O comportamento do câmbio passou a ser um fator de sustentação para o setor. Após operar próximo de R$ 5,00, o dólar voltou a se valorizar e chegou a flertar com a faixa de R$ 5,20, melhorando a competitividade do arroz brasileiro no mercado externo.

Esse movimento contribui diretamente para a paridade de exportação, ampliando o interesse de compradores internacionais e ajudando a equilibrar o cenário interno de preços.
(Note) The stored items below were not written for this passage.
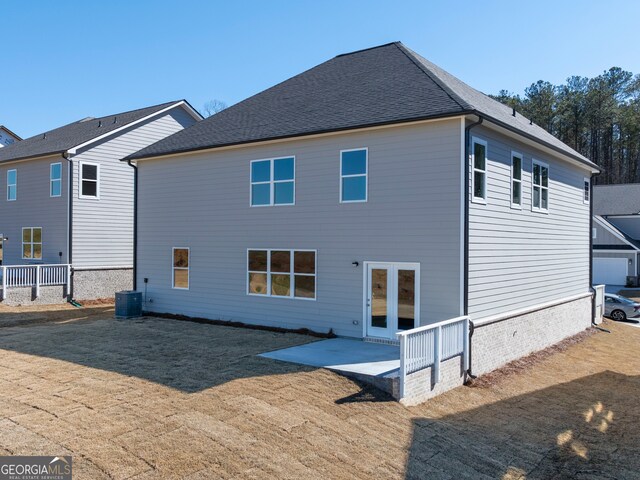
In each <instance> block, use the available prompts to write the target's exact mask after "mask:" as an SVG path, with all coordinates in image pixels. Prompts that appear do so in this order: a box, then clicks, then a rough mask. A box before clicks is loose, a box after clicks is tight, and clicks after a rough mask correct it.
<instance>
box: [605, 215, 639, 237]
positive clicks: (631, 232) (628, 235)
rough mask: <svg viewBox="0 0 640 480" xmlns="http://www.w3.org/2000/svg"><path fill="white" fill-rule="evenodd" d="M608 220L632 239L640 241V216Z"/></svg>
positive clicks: (611, 217)
mask: <svg viewBox="0 0 640 480" xmlns="http://www.w3.org/2000/svg"><path fill="white" fill-rule="evenodd" d="M607 220H608V221H609V222H611V224H612V225H614V226H615V227H616V228H617V229H618V230H621V231H623V232H624V233H626V234H627V235H628V236H630V237H631V238H635V239H638V240H640V215H638V216H637V217H607Z"/></svg>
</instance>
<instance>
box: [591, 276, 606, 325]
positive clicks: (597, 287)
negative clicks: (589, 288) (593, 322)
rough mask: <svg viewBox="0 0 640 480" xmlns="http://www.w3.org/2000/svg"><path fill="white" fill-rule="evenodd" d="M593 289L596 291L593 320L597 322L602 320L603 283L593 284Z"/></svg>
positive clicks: (603, 307) (595, 321) (603, 312)
mask: <svg viewBox="0 0 640 480" xmlns="http://www.w3.org/2000/svg"><path fill="white" fill-rule="evenodd" d="M593 289H594V290H595V291H596V312H595V318H594V319H593V322H594V323H596V324H598V323H600V322H602V316H603V315H604V285H594V287H593Z"/></svg>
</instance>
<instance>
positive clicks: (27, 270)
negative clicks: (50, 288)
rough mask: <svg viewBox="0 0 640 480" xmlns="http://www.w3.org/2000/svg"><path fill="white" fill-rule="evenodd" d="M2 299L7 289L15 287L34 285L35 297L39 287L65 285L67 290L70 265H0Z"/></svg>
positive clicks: (69, 273) (63, 264) (69, 277)
mask: <svg viewBox="0 0 640 480" xmlns="http://www.w3.org/2000/svg"><path fill="white" fill-rule="evenodd" d="M0 275H1V276H2V299H3V300H6V298H7V290H8V289H9V288H17V287H36V297H39V296H40V287H48V286H52V285H65V286H66V287H67V291H68V290H69V283H70V280H71V265H67V264H62V265H2V266H0Z"/></svg>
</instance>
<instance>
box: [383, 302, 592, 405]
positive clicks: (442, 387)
mask: <svg viewBox="0 0 640 480" xmlns="http://www.w3.org/2000/svg"><path fill="white" fill-rule="evenodd" d="M590 325H591V297H590V296H588V297H584V298H581V299H578V300H574V301H571V302H567V303H562V304H560V305H555V306H553V307H548V308H544V309H541V310H538V311H534V312H530V313H527V314H524V315H519V316H515V317H511V318H508V319H506V320H502V321H499V322H496V323H491V324H487V325H479V326H477V327H476V329H475V331H474V333H473V337H472V338H471V353H472V356H471V365H472V373H473V374H475V375H481V374H484V373H488V372H490V371H492V370H495V369H496V368H499V367H501V366H503V365H505V364H507V363H509V362H511V361H513V360H516V359H518V358H521V357H524V356H526V355H529V354H530V353H533V352H536V351H539V350H543V349H545V348H547V347H550V346H551V345H554V344H556V343H558V342H560V341H562V340H564V339H565V338H567V337H570V336H572V335H575V334H577V333H580V332H581V331H583V330H585V329H587V328H589V327H590ZM465 377H466V375H465V372H464V367H463V360H462V357H461V356H458V357H454V358H451V359H449V360H446V361H445V362H443V363H442V364H441V365H440V382H438V383H434V376H433V369H432V368H425V369H424V370H420V371H418V372H415V373H412V374H410V375H408V376H407V378H406V380H405V386H404V397H403V399H402V400H401V402H402V403H403V404H405V405H416V404H418V403H421V402H424V401H426V400H428V399H429V398H432V397H435V396H436V395H439V394H441V393H444V392H446V391H447V390H451V389H453V388H455V387H458V386H460V385H462V384H463V383H464V381H465V379H466V378H465ZM393 396H394V397H395V398H399V397H400V392H399V382H396V383H395V384H394V391H393Z"/></svg>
Fundamentos globais indicam ajuste de oferta

No cenário internacional, os fundamentos do mercado de arroz seguem em processo de ajuste. O relatório mais recente do Departamento de Agricultura dos Estados Unidos (USDA) apontou redução nas estimativas de área plantada, produção e estoques globais.

Apesar disso, o consumo mundial permanece em níveis historicamente elevados, enquanto o comércio internacional se mantém próximo de recordes, o que sustenta o equilíbrio entre oferta e demanda no médio prazo.

Nos Estados Unidos, os cortes foram ainda mais significativos, com redução da área cultivada, da produção e dos estoques finais. Há ainda expectativas de novas revisões para baixo na área destinada ao arroz longo fino, o que pode restringir a oferta exportável norte-americana.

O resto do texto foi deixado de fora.